The store clerk informed me that they were different, and I did have to cut the proofs of purchase off the backs of the bags.  However, there just happened to be a representative from Nutrena in the store.  The clerk told her of my situation, and she said, yes indeed, you have to take the time to cut out the POP on the back.  No tags.  So, the clerk threw my 9 tags in the trash and returned my 3 POPs back to me in the envelope with directions to bring it back when I have 9 more POPs.  Then she asked the Nutrena rep if she had any coupons she could give me since I made the effort.  She said she has some in her car.

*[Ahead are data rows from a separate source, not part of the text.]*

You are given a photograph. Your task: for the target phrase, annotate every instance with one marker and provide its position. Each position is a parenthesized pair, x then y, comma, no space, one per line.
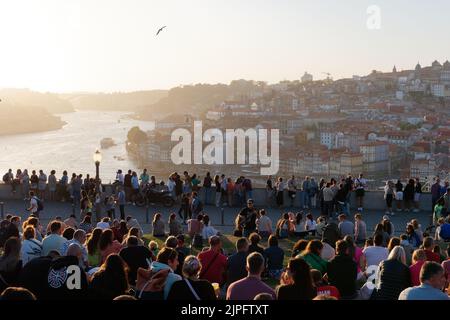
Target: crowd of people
(334,256)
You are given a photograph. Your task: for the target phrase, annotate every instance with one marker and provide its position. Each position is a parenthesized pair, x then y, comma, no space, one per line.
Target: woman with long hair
(122,231)
(111,280)
(191,287)
(389,196)
(393,276)
(299,247)
(218,190)
(132,232)
(10,263)
(85,204)
(312,256)
(379,229)
(94,257)
(31,247)
(158,226)
(296,283)
(174,225)
(357,254)
(280,187)
(282,229)
(86,224)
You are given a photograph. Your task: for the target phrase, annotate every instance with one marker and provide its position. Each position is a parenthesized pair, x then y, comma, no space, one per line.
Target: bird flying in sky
(160,29)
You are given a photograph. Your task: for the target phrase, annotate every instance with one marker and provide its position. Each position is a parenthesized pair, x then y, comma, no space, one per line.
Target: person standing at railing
(25,184)
(417,195)
(435,193)
(207,182)
(360,186)
(42,184)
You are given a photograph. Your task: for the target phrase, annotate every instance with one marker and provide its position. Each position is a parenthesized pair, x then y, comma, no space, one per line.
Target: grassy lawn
(228,244)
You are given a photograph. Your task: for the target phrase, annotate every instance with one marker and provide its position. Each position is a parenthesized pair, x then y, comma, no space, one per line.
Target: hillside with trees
(196,98)
(118,101)
(24,97)
(18,119)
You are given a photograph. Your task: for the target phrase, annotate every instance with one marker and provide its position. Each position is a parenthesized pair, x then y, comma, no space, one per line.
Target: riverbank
(36,125)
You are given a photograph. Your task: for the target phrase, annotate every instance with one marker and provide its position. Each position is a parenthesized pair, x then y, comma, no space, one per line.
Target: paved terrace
(372,215)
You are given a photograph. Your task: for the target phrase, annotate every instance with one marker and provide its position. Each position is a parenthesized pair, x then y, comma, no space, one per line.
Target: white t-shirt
(374,255)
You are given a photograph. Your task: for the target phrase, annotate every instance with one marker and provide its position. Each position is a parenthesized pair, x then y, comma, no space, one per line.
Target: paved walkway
(52,209)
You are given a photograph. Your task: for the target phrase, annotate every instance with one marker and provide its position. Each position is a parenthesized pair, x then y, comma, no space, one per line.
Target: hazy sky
(110,45)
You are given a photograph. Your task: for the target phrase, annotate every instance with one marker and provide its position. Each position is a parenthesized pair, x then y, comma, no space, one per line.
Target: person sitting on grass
(299,247)
(208,231)
(282,229)
(254,246)
(154,248)
(322,287)
(342,271)
(419,258)
(174,225)
(274,256)
(195,226)
(213,261)
(191,287)
(236,262)
(432,279)
(167,259)
(250,286)
(312,255)
(296,283)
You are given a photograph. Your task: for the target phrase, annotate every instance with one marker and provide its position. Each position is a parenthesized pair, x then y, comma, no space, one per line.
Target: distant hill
(25,97)
(128,101)
(18,119)
(187,99)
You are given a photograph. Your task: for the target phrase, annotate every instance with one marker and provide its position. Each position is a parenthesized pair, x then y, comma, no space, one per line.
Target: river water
(71,148)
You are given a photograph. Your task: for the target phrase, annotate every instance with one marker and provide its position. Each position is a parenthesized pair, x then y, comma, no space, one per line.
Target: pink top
(414,270)
(357,257)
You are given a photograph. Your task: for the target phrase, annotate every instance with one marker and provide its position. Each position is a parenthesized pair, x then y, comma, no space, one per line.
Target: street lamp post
(97,159)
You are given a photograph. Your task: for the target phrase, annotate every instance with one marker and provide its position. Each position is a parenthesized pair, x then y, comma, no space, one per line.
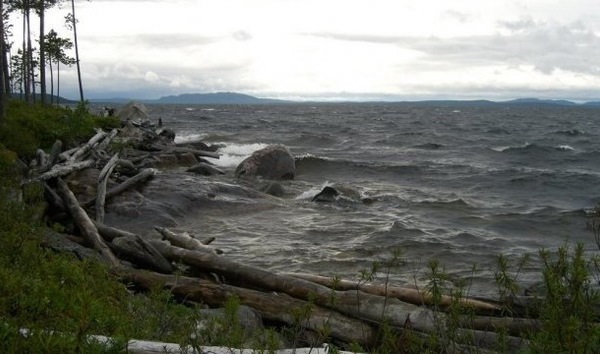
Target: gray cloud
(545,46)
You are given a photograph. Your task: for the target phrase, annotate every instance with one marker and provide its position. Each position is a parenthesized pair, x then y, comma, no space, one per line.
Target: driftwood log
(102,183)
(83,150)
(271,306)
(85,224)
(409,295)
(61,170)
(356,304)
(184,240)
(144,175)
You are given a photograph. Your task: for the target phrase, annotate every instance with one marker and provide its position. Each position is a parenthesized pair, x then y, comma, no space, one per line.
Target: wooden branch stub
(102,183)
(184,240)
(85,224)
(84,149)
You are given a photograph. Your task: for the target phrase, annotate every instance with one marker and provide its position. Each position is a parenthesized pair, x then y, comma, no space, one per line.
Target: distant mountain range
(239,98)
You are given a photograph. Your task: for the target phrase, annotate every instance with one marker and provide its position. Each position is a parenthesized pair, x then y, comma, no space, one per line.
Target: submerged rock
(273,162)
(205,169)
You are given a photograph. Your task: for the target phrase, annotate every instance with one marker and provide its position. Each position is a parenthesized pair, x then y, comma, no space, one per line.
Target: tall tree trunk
(58,82)
(51,81)
(31,72)
(2,65)
(77,51)
(42,53)
(25,59)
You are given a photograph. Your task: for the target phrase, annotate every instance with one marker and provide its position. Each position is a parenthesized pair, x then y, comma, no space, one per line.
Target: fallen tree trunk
(135,249)
(271,306)
(102,183)
(85,224)
(87,146)
(186,241)
(140,177)
(409,295)
(107,139)
(60,170)
(193,151)
(354,303)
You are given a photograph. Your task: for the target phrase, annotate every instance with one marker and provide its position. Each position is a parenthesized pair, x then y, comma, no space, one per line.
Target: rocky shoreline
(119,194)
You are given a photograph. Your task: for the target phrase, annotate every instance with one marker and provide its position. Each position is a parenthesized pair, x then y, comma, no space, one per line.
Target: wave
(570,132)
(450,203)
(498,131)
(308,164)
(429,146)
(233,154)
(529,148)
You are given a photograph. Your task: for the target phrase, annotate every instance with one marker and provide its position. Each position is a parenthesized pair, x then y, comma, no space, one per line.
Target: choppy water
(457,184)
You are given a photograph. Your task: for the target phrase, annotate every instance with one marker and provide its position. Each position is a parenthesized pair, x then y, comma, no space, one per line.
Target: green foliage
(28,128)
(570,307)
(62,301)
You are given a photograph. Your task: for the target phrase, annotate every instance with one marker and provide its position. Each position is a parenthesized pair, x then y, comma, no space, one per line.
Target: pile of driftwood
(351,311)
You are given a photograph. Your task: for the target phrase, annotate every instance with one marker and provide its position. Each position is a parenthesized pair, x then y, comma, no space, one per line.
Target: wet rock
(339,193)
(205,169)
(199,145)
(187,159)
(167,135)
(273,162)
(274,188)
(327,195)
(167,160)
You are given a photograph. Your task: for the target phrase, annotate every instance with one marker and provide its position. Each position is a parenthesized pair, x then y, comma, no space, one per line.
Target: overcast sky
(307,49)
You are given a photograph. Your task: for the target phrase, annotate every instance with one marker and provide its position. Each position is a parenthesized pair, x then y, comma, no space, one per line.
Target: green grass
(59,299)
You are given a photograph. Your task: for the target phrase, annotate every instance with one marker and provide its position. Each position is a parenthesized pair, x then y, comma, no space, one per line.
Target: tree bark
(184,240)
(412,296)
(85,224)
(81,99)
(61,170)
(271,306)
(102,183)
(88,146)
(140,177)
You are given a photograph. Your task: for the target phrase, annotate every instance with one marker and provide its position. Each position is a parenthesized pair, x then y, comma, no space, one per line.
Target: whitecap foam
(565,148)
(310,193)
(183,138)
(233,154)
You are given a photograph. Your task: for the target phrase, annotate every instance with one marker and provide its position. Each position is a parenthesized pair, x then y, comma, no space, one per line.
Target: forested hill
(215,98)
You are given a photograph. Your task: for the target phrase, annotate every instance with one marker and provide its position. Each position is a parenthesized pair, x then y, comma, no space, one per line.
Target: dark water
(457,184)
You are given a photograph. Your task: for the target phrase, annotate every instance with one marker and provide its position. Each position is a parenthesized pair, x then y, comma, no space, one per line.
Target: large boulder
(272,162)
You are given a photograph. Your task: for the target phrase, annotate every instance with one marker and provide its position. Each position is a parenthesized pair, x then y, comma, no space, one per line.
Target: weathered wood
(64,156)
(102,183)
(194,151)
(136,250)
(110,233)
(61,170)
(184,240)
(54,153)
(354,303)
(271,306)
(140,177)
(107,139)
(54,199)
(84,149)
(409,295)
(85,224)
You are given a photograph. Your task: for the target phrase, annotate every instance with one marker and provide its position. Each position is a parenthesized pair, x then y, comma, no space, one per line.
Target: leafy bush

She returned to me with three coupons for $3 off future purchases, and a handy dandy measuring cup so that I know exactly what the weight is of the amount of grain I am feeding the horses.  I usually just fill a coffee can or bucket and divide accordingly.  So, I didn't have to suffer a complete loss for being too busy to bother with the hassle.  She advised to me keep both the envelope and the pair of scissors in the same location where I store the bags, so it will be convenient and I won't forget.  She said that if she was going to get a free bag for cutting out POPs, she would make damn sure she did it.  For some of us, time is more valuable than money.  That's my story and I'm sticking to it.

I voiced my other concern, which was that there was no expiration date on the deal, and I didn't want to invest another year or two of my time cutting out POPs if the deal is no good by the time I return to the store with 12 POPs.  She said the deal is good forever.  She thanked me for buying their products and said I'm doing a good thing for my horses.

The thing that baffled me was that the store clerk said there was a sale on Safe Choice Senior today, but we got distracted before I could ask her the price difference.  Ultimately, it didn't matter, because I did plan to buy more bags anyway.  But I thought the total on my receipt was a bit too high, so I checked my records, and sure enough, the price for one bag was $16.99 a few months ago, then $17.99 with my last purchase, and now with the sale I saved a whopping 20 cents per bag at $17.79.  Now I'm kind of concerned that the regular price may have risen above $17.99 if $17.79 is considered a sale.  I'm unsure what causes the price of a product to be raised multiple times within such a short period of time, but it doesn't surprise me that the price of equine supplements would go up at a time of year when people in some parts of the country are running out of hay.  It is what it is.

So, would you take the time to cut out proofs of purchases over a period of months or years to save roughly eighteen bucks, especially with the price of most horse feeds going up?